Genome file size: 2779951453 bytes; state: good=1 eof=0 fail=0 bad=0
Loading Genome ... done! state: good=1 eof=0 fail=0 bad=0; loaded 2779951453 bytes
SA file size: 22265276075 bytes; state: good=1 eof=0 fail=0 bad=0
Loading SA ... done! state: good=1 eof=0 fail=0 bad=0; loaded 22265276075 bytes
You should not put a space between the
--
and the parameter name.What is written in the Log.final.out ?
Hello, and first thank you for your answer :) .
I will do as you recommend, removing the spaces after the "--" and trying to use featureCounts.
This is what I've got in my Log.final.out. It seems that the mapping does not work, that's why I am wondering if my genome is properly generated (wrong GTF file?).
Try that for the mapping:
And to have a count table you should use featureCounts on your sam/bam file generated by STAR
Hello,
It workded, now I have a out.sam file created! Thanks again, Now I will use featureCounts as you said on my sam file.

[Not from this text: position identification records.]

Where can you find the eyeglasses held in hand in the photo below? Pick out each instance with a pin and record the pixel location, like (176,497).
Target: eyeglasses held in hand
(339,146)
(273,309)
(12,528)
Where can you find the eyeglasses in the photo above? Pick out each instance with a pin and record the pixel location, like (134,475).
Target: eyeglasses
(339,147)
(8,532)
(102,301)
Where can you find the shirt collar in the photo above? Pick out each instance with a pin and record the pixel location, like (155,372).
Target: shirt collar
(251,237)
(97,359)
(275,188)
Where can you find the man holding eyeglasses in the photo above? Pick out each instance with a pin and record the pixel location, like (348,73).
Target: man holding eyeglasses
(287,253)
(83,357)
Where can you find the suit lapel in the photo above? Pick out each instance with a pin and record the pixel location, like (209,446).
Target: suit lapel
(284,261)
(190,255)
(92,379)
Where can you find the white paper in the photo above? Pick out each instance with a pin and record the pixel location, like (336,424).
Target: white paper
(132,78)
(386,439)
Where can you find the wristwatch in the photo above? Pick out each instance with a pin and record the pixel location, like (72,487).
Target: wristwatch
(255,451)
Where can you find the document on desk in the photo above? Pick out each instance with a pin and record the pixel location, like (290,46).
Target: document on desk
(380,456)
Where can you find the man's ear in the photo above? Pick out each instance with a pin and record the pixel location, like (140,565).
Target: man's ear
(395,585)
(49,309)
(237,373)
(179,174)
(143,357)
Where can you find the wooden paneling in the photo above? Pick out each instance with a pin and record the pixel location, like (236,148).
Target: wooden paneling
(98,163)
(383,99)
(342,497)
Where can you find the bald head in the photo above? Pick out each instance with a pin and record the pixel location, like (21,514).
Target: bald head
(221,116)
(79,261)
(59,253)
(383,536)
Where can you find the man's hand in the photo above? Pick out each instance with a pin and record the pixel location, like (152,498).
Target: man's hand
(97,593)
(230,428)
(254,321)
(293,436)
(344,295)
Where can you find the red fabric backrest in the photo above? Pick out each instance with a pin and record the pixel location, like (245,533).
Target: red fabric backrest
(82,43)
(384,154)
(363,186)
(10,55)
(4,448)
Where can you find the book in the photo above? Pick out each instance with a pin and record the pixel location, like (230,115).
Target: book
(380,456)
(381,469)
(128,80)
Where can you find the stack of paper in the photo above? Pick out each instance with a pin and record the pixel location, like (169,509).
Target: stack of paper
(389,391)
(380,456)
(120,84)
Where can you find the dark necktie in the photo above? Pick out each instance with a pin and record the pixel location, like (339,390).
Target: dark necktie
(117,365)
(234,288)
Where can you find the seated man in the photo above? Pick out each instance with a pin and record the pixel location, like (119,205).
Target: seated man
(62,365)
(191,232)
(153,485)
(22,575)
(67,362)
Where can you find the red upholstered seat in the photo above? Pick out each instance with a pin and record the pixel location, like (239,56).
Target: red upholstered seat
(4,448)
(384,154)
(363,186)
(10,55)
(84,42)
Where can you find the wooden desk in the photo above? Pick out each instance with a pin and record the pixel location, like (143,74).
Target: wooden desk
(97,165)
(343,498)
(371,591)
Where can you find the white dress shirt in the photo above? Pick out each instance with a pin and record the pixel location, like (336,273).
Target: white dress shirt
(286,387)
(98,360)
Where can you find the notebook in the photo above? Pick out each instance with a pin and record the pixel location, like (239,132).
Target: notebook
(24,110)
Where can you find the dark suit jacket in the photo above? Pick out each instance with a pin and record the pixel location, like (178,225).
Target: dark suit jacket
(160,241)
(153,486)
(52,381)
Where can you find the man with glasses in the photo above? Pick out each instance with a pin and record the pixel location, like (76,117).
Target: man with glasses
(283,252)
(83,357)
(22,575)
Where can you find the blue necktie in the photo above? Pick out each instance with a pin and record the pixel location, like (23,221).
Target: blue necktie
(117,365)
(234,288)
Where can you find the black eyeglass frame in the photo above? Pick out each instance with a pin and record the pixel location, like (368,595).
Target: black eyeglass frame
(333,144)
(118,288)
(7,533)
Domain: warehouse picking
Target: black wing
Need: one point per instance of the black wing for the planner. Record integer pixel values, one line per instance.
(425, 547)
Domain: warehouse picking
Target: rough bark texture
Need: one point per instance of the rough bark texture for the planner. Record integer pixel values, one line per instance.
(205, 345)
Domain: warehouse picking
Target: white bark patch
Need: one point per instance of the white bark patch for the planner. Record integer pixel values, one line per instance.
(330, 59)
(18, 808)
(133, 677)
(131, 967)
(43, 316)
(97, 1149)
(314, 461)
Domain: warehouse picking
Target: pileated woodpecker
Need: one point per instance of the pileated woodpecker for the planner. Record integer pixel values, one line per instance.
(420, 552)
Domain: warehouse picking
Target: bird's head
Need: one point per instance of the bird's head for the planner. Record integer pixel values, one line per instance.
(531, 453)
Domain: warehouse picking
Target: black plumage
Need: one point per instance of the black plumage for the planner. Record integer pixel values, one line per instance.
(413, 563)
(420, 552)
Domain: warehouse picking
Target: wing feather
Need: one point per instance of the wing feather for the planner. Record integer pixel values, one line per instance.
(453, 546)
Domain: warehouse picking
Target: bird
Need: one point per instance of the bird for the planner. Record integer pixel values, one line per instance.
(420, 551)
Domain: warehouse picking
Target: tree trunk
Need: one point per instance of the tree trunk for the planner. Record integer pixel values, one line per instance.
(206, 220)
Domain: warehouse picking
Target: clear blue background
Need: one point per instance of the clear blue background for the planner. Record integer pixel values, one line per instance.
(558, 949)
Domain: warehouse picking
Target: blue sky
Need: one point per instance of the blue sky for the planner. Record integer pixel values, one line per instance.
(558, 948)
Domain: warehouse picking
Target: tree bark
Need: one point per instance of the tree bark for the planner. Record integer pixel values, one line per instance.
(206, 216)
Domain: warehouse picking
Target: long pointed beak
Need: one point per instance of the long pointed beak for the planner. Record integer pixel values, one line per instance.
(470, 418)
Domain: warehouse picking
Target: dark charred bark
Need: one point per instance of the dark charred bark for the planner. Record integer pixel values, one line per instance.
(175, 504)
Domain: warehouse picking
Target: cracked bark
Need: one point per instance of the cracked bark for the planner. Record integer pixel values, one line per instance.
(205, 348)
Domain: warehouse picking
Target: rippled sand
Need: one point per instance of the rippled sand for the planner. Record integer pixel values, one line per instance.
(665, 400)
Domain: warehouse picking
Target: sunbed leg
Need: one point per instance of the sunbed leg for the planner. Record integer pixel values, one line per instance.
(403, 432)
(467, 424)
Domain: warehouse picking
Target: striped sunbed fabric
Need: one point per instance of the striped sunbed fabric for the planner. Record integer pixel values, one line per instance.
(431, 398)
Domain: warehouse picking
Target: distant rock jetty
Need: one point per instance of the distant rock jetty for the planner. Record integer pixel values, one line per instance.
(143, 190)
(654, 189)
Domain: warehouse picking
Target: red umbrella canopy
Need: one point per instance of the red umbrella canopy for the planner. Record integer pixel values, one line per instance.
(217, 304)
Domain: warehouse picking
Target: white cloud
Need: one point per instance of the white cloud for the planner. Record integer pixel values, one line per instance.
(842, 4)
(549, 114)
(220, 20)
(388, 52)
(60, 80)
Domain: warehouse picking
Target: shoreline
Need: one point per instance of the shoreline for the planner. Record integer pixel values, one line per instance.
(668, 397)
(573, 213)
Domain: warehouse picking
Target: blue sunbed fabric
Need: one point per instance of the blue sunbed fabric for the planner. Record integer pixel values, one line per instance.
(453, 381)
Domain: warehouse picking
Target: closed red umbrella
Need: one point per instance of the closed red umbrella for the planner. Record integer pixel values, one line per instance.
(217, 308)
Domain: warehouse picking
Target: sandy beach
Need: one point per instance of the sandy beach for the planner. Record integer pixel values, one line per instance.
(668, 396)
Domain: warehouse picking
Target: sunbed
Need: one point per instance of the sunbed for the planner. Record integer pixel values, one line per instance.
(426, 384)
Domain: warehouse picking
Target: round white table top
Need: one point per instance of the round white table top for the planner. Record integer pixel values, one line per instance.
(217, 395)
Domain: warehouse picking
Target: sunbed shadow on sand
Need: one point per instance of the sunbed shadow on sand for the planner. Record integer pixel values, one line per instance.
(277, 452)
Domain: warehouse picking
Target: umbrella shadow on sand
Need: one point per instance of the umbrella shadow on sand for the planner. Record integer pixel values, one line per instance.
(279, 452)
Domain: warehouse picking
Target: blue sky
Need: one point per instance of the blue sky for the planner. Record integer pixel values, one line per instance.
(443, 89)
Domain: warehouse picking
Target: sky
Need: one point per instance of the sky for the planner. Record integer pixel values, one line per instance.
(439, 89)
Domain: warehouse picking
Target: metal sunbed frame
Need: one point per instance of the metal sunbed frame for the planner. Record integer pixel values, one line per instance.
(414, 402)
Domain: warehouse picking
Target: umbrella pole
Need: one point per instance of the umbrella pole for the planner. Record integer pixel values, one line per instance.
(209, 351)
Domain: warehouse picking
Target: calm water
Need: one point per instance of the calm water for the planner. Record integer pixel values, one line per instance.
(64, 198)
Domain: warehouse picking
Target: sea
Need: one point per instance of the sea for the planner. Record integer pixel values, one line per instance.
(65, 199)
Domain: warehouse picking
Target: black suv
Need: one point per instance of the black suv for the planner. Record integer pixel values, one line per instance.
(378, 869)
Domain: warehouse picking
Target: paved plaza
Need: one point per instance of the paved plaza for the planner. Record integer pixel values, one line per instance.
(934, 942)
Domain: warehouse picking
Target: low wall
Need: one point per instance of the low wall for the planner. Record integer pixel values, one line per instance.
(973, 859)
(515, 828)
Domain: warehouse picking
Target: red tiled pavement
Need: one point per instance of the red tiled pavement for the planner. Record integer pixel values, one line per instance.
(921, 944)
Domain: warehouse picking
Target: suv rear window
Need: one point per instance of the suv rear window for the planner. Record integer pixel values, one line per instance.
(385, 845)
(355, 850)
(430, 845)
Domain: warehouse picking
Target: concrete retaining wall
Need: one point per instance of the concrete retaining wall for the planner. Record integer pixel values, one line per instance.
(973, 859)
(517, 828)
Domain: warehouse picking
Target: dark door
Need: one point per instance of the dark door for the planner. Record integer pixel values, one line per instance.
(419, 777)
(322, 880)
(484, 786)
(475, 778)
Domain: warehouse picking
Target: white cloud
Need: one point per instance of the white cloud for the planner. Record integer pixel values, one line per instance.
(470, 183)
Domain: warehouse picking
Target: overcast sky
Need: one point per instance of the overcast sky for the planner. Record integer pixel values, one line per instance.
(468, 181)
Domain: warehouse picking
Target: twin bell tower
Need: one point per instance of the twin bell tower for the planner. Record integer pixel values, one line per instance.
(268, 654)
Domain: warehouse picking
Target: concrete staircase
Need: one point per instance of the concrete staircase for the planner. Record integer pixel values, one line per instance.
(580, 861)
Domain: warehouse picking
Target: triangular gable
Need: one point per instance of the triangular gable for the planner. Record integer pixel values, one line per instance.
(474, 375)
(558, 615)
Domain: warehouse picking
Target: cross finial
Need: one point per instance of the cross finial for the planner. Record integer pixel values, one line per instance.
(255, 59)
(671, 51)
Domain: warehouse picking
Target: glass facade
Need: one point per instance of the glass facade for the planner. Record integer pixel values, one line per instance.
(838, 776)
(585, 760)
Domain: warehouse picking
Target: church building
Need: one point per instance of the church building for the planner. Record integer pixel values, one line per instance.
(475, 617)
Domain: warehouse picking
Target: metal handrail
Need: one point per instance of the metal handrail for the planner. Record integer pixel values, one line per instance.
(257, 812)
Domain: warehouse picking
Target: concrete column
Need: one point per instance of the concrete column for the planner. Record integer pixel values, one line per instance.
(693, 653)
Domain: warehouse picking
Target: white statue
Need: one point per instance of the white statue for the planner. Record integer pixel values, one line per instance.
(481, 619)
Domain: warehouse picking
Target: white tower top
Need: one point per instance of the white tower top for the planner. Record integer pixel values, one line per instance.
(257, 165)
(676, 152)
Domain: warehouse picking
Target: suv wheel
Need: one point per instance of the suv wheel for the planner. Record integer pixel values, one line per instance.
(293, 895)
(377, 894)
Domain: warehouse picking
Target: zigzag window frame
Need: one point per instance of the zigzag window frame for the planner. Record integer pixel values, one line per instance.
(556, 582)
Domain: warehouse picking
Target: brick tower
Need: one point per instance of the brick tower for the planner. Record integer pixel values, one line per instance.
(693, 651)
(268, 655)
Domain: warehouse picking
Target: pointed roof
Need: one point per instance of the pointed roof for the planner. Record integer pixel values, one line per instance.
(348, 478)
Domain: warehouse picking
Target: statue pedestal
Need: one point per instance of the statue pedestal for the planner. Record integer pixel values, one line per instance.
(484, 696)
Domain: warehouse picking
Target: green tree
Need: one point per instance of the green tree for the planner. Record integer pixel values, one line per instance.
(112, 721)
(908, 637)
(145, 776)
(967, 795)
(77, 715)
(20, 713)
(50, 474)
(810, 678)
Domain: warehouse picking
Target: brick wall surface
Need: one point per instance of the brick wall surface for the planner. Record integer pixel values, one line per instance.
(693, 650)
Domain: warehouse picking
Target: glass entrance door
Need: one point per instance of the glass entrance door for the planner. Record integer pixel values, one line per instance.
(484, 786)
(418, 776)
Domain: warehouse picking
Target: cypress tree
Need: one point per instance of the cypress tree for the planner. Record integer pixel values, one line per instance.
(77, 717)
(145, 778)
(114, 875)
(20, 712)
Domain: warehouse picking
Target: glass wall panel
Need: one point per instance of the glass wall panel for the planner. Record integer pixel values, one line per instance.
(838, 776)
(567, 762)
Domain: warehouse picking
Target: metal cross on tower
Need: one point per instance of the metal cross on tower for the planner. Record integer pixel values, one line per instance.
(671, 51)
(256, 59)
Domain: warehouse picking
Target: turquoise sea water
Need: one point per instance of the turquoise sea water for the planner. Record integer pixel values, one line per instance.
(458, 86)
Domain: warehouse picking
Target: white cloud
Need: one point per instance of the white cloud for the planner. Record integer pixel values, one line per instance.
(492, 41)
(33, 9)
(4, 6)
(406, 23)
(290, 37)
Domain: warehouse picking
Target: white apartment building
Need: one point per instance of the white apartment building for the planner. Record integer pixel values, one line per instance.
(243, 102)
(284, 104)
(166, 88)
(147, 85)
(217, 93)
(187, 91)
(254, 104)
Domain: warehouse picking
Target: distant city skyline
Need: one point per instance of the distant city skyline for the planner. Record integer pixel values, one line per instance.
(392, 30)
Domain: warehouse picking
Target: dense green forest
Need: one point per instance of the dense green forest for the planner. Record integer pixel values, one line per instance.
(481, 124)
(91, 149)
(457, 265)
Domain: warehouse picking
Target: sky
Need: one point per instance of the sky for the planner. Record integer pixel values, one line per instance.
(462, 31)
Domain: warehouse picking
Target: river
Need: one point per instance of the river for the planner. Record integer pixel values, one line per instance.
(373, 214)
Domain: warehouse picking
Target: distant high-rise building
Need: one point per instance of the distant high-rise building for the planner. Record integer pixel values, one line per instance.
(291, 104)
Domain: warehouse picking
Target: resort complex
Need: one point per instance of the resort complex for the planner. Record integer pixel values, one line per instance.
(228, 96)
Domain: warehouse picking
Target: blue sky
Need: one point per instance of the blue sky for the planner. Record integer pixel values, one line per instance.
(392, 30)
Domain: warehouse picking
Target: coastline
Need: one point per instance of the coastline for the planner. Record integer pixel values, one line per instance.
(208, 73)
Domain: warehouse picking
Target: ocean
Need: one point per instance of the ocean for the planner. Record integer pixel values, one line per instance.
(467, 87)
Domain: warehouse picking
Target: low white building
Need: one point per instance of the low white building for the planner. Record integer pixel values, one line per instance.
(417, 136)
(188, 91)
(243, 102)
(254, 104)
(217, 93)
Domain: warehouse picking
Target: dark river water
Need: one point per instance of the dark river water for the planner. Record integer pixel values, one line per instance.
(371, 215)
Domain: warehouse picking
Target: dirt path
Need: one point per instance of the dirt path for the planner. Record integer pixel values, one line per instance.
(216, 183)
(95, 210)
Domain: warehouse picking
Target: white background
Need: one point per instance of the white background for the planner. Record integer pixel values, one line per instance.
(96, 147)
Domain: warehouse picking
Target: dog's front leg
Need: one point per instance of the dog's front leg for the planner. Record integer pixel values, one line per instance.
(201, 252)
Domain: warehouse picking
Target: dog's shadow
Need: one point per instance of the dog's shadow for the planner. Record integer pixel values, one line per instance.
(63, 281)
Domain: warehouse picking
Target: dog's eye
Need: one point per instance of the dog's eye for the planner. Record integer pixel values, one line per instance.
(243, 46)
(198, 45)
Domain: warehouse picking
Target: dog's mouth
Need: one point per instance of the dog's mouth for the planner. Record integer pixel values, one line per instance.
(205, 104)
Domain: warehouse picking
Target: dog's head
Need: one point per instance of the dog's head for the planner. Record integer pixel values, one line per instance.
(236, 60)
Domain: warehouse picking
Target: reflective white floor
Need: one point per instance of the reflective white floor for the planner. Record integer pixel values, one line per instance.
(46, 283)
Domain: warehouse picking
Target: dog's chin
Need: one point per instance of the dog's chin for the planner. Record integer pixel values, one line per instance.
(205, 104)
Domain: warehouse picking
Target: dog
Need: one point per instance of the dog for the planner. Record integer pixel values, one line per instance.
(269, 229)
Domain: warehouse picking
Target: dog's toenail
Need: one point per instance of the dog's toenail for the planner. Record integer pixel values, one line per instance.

However if I can ask a last thing. I just realized that the pipeline that I am using in not performing any assembly of the reads. My reads are shorts (~50) and directly mapped to the genome. Is it a problem? For my analyses, we're just planning to get the number of reads and use Deseq.
Best regards,
Here is my log file:
With RNA-seq you are not looking to assemble reads into contigs as you would if you were doing genomic sequencing.